Students with two or more violations on record will have their reports submitted to the Division Chair or Program Manager, who has the ability to place more severe sanctions with every subsequent report. These increased sanctions may include:  

    • Reduced grade in the course 
    • A grade of “F” in a course 
    • Recommendation for suspension from the College 
    • Recommendation for rescinding or denial of a College credential(s)

An important aspect of a formal report is that students are ensured that their rights are protected. This includes the ability to formally appeal a report if they are able to provide evidence that they have not violated the academic integrity policy, or if the correct procedure was not adhered to. 

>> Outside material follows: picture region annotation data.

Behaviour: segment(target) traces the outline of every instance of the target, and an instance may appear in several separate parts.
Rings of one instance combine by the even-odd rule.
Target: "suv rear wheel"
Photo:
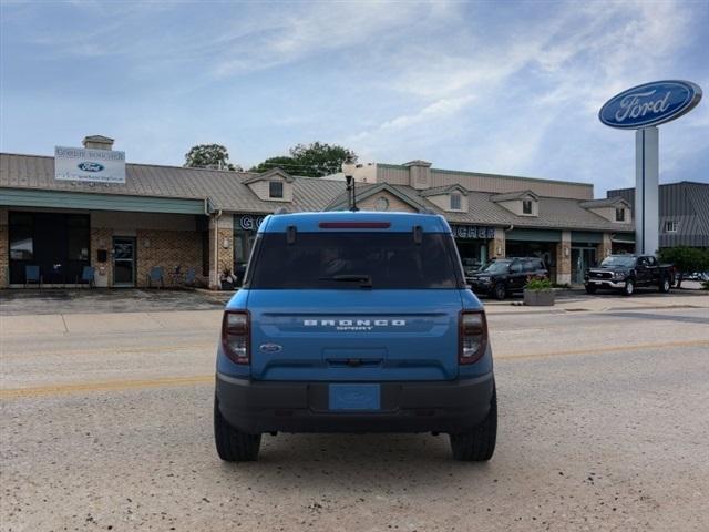
[[[465,462],[484,462],[495,452],[497,440],[497,392],[493,389],[490,411],[470,432],[449,434],[453,458]]]
[[[504,283],[499,283],[492,290],[492,295],[495,296],[495,299],[502,301],[507,295],[507,289],[505,288]]]
[[[217,454],[225,462],[258,460],[261,434],[247,434],[232,427],[222,416],[216,397],[214,398],[214,441],[217,446]]]

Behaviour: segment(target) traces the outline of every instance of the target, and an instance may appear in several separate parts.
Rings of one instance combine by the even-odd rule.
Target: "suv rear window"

The conditions for students to appeal is quite difficult, as students are required to appeal on at least one of the three available grounds, and are required to provide enough evidence to tip the balance of probabilities to show that an academic integrity violation did not take place. Students may only appeal on one of the following grounds: 

    • The action which received a sanction does not constitute an academic integrity violation as defined by the policy 
    • There is clear and demonstrable evidence of a procedural error that significantly affected the outcome of the decision 
    • The sanction imposed under the policy is too harsh given the nature of the violation 

As noted, a procedural error is sufficient grounds for an appeal. If a student is given an informal sanction by an instructor, the student may be able to appeal that sanction on the basis that College policy and the procedure was not followed.